Effects of Systemic Oxytocin and Beta‐3 Receptor Agonist (CL 316243) Treatment on Body Weight and Adiposity in Male Diet‐Induced Obese Rats

Jared D Slattery ¹ June Rambousek ¹ Edison Tsui ¹ Mackenzie K Honeycutt ¹ Matvey Goldberg ¹ James Lawrence Graham ² Tomasz A Wietecha ^3,4 Tami Wolden-Hanson ¹ Kevin D O'brien ^4,5 Peter Havel ^2,6 James Ernest Blevins ^1,3*

• ¹ VA Puget Sound Health Care System, Veterans Health Administration, United States Department of Veterans Affairs, Seattle, United States
• ² Department of Nutrition, College of Agricultural and Environmental Sciences, University of California, Davis, Davis, California, United States
• ³ Division of Metabolism, Endocrinology and Nutrition, Department of Medicine, School of Medicine, University of Washington, Seattle, Washington, United States
• ⁴ Diabetes Institute, School of Medicine, University of Washington, Seattle, Washington, United States
• ⁵ Division of Cardiology, Department of Medicine, School of Medicine, University of Washington, Seattle, Washington, United States
• ⁶ Department of Molecular Biosciences, School of Veterinary Medicine, University of California, Davis, Davis, California, United States

Previous studies have implicated hindbrain oxytocin (OT) receptors in the control of food intake and brown adipose tissue (BAT) thermogenesis. We recently demonstrated that hindbrain [fourth ventricle (4V)] administration of oxytocin (OT) could be used as an adjunct to drugs that directly target beta-3 adrenergic receptors (β3-AR) to elicit weight loss in diet-induced obese (DIO) rodents.
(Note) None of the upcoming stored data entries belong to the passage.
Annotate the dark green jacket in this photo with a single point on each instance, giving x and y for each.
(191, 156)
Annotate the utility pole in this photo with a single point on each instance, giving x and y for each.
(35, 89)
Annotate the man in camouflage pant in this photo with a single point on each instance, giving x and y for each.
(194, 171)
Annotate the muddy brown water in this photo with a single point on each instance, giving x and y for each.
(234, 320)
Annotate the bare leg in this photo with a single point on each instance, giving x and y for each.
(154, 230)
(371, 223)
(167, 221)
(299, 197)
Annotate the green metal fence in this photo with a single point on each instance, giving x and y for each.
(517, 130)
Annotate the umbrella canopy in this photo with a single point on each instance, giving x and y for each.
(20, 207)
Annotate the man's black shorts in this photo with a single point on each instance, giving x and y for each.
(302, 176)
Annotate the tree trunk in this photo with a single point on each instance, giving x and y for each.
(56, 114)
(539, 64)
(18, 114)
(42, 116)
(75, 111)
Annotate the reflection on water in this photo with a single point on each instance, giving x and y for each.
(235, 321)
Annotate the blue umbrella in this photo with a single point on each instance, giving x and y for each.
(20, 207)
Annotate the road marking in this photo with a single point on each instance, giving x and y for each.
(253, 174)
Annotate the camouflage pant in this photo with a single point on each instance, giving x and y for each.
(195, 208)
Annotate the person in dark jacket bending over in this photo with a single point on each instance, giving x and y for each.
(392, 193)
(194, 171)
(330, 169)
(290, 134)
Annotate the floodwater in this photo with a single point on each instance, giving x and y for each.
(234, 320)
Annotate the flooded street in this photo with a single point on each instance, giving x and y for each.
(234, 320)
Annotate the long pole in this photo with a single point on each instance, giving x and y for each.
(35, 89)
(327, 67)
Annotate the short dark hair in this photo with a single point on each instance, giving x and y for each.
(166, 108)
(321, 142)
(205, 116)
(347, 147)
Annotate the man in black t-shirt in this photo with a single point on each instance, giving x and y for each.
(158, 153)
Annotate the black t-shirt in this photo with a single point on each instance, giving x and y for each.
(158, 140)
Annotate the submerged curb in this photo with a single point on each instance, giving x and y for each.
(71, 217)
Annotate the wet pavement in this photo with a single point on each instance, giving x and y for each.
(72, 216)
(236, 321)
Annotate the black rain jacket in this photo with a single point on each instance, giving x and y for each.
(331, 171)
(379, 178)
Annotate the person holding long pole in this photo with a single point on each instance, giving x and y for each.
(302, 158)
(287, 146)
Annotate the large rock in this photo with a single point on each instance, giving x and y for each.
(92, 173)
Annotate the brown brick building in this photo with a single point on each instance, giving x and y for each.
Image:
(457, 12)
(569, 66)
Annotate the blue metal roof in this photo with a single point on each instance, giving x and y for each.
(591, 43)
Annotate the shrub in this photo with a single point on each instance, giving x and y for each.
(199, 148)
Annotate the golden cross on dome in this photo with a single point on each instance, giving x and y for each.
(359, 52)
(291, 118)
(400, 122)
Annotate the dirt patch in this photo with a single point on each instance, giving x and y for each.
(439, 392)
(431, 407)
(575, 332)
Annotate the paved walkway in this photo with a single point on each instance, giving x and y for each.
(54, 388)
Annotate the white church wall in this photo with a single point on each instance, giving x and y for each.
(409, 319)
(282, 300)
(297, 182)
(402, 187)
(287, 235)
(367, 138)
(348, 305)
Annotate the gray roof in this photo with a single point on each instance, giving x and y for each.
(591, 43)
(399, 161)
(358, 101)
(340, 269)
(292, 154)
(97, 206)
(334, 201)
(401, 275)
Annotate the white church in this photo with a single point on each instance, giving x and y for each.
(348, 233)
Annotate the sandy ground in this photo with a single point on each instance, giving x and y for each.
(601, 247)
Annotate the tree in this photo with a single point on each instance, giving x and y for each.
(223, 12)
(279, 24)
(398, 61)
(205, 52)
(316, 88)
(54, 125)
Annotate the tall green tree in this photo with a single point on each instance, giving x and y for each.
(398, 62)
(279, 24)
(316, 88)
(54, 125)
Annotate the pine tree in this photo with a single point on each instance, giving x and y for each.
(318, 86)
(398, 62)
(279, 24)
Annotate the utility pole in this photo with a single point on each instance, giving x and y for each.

What remains unclear is whether systemic OT can be used as an adjunct with the β3-AR agonist, CL 316243, to increase BAT thermogenesis and elicit weight loss in DIO rats. We hypothesized that systemic OT and β3-AR agonist (CL 316243) treatment would produce an additive effect to reduce body weight and adiposity in DIO rats by decreasing food intake and stimulating BAT thermogenesis. To test this hypothesis, we determined the effects of systemic (subcutaneous) infusions of OT (50 nmol/day) or vehicle (VEH) when combined with daily systemic (intraperitoneal) injections of CL 316243 (0.5 mg/kg) or VEH on body weight, adiposity, food intake and brown adipose tissue temperature (TIBAT). OT and CL 316243 monotherapy decreased body weight by 8.0±0.9% (P<0.05) and 8.6±0.6% (P<0.05), respectively, but OT in combination with CL 316243 produced more substantial weight loss (14.9±1.0%; P<0.05) compared to either treatment alone. These effects were associated with decreased adiposity, energy intake and elevated TIBAT during the treatment period. The findings from the current study suggest that the effects of systemic OT and CL 316243 to elicit weight loss are additive and appear to be driven primarily by OT-elicited changes in food intake and CL 316243-elicited increases in BAT thermogenesis.